Whatever it Takes – #1linerWeds

Three nor’easters in a two week period has reminded me of an earlier two week period in my life. When I was in college, I worked several summers as an ‘89-Day-Wonder’ at the local branch of the US Post Office. If you worked 90 days, they had to treat you according to the union agreement. 89 days and they could treat you any way they wanted.

For example: Union employees could be made to work a split-shift (work for a while, go home, return and work for a while longer) but all portions of the shift had to be completed within a 12-hour period. In my case, I often worked from 3:00 AM until 6:00 AM and 3:00 PM until 9:00 PM.

I didn’t care, the pay was amazing. I was making over $7.00 an hour in 1974. I would do anything for that kind of money.

One summer, they didn’t need me to start right away after school was out. That was OK, but the start date they offered wouldn’t let me get 89 days in before school started. I was disappointed. The Assistant Postmaster looked at me and said: “Unless you want to work two weeks as a janitor.”

What did I care? Janitor? Sure, I’ll be a janitor. My other option was to work two weeks in a machine shop, making gun barrels for $2.25 an hour.

This Post Office had two janitors. The lead man, and another guy who was going to be on vacation for those two weeks. I was told to report Monday morning, 6:30 sharp.

The lead guy had me do every job that would ever have to be done. I washed the windows, inside and out. I cleaned the florescent fixtures, removing, wiping down and reinstalling each and every bulb, and cleaning the housing. I swept the floor every day, mopped it twice a week and stripped and waxed the floor over one weekend. I swept the loading dock and walks around the building, I dusted, washed, wiped and polished every fixture in the place, and I cut the grass. It was while I was cutting the grass that the Assistant Postmaster, a family friend whom I had known all my life, came out and said:

“You know, you’re being paid by the hour, not by the ton.”
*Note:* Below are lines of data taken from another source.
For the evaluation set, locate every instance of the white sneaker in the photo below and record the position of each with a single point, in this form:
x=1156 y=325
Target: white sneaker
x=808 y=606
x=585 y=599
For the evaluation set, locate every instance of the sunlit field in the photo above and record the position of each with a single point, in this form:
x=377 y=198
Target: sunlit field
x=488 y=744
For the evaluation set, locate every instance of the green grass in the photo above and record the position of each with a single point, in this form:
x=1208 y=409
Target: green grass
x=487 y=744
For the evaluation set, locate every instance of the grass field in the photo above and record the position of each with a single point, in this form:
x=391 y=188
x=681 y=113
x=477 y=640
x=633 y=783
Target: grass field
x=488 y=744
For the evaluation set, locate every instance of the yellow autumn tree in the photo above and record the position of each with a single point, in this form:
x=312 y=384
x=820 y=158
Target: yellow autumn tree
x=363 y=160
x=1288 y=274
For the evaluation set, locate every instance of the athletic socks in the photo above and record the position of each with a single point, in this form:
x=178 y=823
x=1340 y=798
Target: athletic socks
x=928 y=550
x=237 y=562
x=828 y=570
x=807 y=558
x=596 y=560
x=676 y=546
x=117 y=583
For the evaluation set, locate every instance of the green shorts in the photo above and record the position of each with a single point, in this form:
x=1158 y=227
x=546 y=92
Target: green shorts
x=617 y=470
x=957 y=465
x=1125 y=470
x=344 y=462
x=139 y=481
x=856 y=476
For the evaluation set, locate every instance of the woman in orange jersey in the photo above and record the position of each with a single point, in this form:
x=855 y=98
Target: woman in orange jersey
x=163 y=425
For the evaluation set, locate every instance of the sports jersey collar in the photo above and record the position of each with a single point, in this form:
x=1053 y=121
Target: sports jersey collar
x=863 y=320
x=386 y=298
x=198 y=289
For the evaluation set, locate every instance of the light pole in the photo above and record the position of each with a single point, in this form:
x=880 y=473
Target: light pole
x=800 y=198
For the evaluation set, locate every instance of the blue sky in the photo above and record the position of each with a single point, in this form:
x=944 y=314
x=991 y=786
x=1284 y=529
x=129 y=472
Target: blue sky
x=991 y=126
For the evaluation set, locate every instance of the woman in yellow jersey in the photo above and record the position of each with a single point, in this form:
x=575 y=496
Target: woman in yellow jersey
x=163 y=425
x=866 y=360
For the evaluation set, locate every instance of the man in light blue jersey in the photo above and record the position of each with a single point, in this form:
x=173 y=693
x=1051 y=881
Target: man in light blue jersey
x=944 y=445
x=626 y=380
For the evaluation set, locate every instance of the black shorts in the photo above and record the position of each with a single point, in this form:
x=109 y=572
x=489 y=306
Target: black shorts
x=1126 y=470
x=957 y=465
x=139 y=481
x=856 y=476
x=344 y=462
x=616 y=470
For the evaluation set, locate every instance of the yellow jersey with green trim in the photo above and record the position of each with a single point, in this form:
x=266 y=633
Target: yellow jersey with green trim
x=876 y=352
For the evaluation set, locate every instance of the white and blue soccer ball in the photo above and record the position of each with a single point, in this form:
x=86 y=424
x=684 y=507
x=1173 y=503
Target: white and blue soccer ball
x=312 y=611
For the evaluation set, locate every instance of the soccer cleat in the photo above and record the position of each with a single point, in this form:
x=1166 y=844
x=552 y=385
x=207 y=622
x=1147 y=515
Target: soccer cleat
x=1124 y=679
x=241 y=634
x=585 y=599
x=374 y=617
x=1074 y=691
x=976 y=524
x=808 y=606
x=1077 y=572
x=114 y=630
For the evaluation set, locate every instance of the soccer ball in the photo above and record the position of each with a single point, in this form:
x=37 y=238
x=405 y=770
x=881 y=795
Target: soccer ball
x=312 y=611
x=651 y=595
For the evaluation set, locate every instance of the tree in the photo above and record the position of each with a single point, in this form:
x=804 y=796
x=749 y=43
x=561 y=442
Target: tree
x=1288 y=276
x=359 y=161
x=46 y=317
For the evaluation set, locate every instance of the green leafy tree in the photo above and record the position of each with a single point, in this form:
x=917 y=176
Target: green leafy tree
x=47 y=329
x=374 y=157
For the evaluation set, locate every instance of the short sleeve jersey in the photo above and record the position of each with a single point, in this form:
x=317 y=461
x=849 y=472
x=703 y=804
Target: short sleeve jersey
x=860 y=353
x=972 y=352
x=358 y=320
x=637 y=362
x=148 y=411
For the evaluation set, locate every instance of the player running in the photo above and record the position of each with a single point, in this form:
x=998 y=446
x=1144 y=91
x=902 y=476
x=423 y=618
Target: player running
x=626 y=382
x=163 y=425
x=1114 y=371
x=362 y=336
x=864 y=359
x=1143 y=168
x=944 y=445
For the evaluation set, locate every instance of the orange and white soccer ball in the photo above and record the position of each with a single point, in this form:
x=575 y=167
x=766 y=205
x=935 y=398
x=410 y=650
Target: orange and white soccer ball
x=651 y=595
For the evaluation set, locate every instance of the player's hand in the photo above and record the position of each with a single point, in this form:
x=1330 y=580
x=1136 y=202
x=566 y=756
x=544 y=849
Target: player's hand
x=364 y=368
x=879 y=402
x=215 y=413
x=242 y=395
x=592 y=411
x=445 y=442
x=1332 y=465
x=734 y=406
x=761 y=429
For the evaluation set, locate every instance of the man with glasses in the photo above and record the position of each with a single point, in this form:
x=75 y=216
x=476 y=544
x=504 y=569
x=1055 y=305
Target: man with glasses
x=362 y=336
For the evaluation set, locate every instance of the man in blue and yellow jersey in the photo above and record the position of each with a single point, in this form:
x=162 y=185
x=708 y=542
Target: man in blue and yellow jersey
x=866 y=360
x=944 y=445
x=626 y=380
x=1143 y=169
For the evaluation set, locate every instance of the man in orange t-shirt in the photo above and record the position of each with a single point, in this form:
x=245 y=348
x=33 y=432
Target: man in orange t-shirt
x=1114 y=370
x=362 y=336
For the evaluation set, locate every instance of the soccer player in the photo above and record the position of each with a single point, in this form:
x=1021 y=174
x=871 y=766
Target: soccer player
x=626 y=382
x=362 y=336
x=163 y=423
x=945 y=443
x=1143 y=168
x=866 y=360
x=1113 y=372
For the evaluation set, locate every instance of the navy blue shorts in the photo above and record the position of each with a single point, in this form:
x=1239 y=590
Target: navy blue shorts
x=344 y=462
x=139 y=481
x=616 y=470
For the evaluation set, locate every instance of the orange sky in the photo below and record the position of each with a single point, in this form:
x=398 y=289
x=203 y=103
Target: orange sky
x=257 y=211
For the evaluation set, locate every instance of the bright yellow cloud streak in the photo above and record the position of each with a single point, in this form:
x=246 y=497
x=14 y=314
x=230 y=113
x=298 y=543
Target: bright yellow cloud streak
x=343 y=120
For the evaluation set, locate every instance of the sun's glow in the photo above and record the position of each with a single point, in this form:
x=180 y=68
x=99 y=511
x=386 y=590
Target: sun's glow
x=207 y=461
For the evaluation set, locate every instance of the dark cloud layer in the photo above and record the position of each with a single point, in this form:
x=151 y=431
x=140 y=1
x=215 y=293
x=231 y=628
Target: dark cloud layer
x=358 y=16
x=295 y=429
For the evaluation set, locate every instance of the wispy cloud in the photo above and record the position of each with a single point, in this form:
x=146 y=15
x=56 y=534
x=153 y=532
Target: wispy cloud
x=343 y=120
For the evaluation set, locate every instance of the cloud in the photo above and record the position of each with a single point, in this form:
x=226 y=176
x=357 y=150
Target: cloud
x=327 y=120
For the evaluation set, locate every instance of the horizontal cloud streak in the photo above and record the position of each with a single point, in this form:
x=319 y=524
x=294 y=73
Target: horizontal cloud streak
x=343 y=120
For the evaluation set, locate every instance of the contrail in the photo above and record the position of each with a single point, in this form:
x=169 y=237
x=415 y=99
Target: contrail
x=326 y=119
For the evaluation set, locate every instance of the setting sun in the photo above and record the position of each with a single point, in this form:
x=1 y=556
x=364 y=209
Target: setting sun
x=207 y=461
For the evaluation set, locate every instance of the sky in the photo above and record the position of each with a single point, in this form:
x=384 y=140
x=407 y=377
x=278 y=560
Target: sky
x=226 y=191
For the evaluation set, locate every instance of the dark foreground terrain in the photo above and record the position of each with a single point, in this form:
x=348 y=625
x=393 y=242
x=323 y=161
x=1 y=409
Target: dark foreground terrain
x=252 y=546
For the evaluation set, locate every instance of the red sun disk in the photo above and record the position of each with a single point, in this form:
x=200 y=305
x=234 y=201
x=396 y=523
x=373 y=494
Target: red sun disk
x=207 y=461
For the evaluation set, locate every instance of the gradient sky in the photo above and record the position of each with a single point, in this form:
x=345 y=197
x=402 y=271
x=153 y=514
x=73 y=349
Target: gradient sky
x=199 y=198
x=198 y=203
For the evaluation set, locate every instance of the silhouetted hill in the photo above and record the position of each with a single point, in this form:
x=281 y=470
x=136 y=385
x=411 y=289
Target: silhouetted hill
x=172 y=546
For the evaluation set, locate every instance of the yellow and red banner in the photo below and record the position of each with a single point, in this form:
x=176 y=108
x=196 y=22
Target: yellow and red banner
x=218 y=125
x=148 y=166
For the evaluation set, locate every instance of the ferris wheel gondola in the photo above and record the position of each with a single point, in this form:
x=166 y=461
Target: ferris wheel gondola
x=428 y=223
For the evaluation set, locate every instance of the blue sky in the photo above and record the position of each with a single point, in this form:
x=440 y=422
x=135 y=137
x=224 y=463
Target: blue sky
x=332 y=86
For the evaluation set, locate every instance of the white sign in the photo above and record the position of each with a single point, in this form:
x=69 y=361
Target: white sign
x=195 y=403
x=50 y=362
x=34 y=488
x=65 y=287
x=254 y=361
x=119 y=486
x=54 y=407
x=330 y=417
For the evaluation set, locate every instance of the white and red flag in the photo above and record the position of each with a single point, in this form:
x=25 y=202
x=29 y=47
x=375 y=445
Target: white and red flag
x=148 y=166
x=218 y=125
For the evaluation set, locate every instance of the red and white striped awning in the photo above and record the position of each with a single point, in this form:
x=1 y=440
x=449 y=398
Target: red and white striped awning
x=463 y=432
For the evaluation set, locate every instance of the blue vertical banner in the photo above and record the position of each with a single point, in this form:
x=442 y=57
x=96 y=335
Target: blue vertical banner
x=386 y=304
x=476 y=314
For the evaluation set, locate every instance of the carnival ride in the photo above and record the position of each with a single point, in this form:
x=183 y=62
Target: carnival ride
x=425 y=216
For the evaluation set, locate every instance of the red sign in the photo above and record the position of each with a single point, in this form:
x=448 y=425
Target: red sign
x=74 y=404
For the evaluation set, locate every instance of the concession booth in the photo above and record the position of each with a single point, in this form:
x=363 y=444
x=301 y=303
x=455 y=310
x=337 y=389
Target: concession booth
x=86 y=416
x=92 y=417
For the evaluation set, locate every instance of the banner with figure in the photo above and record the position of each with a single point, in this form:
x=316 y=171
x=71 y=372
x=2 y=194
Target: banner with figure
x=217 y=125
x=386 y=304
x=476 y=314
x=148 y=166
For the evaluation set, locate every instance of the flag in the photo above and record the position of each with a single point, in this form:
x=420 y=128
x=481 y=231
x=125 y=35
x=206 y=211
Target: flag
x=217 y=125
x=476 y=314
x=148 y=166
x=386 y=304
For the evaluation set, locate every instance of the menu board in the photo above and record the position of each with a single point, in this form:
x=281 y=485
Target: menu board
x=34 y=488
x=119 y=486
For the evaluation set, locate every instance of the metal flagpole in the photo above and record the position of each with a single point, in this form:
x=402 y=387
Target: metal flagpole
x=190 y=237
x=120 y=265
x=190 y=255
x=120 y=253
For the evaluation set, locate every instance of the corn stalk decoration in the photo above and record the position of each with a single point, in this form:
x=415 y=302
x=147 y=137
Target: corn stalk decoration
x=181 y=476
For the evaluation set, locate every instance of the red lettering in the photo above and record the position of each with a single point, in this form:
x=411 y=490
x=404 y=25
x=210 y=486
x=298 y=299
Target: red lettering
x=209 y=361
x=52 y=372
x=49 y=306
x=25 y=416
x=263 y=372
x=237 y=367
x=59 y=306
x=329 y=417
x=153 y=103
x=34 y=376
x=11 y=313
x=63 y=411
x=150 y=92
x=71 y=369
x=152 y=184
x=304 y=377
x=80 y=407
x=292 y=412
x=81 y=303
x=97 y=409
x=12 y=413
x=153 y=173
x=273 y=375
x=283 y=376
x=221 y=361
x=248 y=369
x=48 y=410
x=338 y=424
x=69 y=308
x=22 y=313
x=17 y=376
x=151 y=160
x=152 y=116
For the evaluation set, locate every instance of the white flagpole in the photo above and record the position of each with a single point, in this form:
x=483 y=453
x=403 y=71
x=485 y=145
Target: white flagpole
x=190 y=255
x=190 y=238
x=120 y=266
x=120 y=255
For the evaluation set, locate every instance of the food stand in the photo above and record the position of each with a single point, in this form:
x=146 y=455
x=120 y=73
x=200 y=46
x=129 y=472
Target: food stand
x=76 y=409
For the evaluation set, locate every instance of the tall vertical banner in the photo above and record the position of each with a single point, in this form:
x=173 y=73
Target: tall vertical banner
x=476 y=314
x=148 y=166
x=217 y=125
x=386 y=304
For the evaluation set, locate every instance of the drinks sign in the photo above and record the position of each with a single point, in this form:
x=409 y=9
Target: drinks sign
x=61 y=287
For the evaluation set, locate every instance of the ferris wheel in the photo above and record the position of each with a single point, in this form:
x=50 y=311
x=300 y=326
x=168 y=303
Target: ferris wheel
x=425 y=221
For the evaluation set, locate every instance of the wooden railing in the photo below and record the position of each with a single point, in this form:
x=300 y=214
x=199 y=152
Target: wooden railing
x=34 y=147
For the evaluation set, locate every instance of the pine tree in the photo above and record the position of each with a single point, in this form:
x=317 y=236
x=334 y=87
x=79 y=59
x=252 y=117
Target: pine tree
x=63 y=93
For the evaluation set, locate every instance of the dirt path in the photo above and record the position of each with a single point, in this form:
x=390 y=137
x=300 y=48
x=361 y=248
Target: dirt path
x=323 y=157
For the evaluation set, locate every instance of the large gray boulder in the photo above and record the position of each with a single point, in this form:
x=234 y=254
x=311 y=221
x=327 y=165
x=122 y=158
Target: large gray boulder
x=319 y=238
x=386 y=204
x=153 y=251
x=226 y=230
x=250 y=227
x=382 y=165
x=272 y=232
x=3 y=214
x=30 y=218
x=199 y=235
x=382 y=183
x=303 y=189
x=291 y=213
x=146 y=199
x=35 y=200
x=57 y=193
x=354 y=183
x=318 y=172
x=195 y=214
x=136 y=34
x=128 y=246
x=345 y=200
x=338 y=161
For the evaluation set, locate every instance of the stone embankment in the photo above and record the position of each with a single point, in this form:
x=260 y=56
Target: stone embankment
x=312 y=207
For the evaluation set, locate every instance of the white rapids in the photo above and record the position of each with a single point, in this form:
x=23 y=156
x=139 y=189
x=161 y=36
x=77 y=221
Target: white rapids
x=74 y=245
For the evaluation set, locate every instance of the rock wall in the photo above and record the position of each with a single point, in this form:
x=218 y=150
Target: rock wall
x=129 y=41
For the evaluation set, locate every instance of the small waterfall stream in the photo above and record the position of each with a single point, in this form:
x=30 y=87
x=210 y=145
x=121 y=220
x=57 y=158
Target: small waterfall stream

He explained how my “boss” would take the entire day to cut the grass, and how both janitors spent several days cleaning the light fixtures, because one was always holding the portable staircase/work platform (even though it had huge locking casters).

I said it would be impossible to go so slow. He explained: “You check the gas and oil in the mower. Then you bring the mower out here, start it up and make one pass. Then return to the dock. Get the rake. Come back and rake your one pass’ worth of grass. Return to the dock. Get the barrel. Put the grass in the barrel. Return the barrel to the dock. Check the gas and oil and repeat the process until you’re done.”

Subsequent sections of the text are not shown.